Elio Germano, Riccardo Scamarcio, and Diane Fleri star in a film written by Sandro Petraglia and Stefano Rulli and directed by Daniele Luchetti.

Thu Apr 17, 2008 | 06:00am
Elio Germano and Riccardo Scamarcio are the siblings separated over politics and love in My Brother Is an Only Child.

Here and now in America, interest in 1970s political drama has been mostly confined to books. Novels like Dana Spioto’s riveting Eat the Document trace the intertwining of pop culture and the traditions of radical dissent, working themselves into mostly underground psychic explosions. We Yankees are, after all, corporate creatures with quaint-seeming pasts. In Italy, however, the post-1960s upheavals were more operatic, out in the open. And spectacular intra-family clashes between the Catholic Church and the Communists, Brigate Rosse and the Mafia, have since been significantly expressed in Italian cinema, by auteurs both great and small. But the subject matter is at its most rich and accessible in the six-hour saga Best of Youth, an emotionally charged family chronicle that ends with grandma and grandson living on an island with a volcano.

The same team that wrote Youth created this film (with its dopey title), so it’s very tempting to view this 100-minute movie as a recap of the longer masterwork. Here also, two brothers verge into warring camps, one sweeps left, the other hard right, while retaining something like pained respect for one another. (They also ache for the same woman, the gorgeous Francesca, played by Diane Fleri.) Likewise, this film ends with a grandmother and grandchild sorting out the ruins that romanticized passions left behind, and a man encountering his own youth for the first time.

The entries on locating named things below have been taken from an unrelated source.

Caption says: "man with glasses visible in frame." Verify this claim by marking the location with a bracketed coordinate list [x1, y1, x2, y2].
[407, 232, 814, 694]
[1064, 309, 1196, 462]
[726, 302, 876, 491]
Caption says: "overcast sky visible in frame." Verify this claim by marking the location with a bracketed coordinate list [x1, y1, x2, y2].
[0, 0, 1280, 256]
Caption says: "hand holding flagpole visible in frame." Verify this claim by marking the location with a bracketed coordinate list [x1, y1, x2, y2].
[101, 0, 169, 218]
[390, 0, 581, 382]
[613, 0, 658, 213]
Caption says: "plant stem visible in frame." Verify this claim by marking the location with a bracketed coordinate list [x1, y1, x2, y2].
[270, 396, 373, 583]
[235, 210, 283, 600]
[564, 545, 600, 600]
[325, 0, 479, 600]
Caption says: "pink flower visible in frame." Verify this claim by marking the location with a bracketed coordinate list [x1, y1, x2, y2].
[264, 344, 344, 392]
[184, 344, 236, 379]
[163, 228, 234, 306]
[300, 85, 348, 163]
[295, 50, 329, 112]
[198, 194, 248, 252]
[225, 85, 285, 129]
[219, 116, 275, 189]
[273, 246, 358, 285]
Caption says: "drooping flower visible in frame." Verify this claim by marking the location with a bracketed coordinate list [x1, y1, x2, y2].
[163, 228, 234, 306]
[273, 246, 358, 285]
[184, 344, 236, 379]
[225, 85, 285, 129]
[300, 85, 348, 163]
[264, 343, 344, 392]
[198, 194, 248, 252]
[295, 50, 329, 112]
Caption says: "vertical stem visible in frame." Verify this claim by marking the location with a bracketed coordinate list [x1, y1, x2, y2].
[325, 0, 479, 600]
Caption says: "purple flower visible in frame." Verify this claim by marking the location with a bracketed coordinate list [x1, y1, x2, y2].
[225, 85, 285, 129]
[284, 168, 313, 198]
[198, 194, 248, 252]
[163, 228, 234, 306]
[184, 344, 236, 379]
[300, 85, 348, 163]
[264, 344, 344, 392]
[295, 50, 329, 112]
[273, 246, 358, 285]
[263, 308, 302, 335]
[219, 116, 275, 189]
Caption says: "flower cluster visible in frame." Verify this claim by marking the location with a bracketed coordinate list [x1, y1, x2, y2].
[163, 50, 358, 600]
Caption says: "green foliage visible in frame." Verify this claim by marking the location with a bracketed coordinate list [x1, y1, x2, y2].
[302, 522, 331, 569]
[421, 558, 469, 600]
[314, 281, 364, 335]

While subtly constructed, Brother is nowhere near as pleasurable (or as resonant) as Best of Youth. The camera work is restless and glancing, though slowing down in the more erotic scenes to open and let us in. Yet the most momentous moments pass as if they had been casually glimpsed. No doubt this is intentional, but it doesn’t exactly match the high melodrama to the ultimate possibilities of the medium. It’s subtly cool, more like a novel.

So let’s hope we’re ready for a flip-flop. Hollywood movies of ’70s explosions: Bernadette Dohrn, Stonewall, and My Lai rather than happy days and boogie nights, before our past is lost on the best of youth.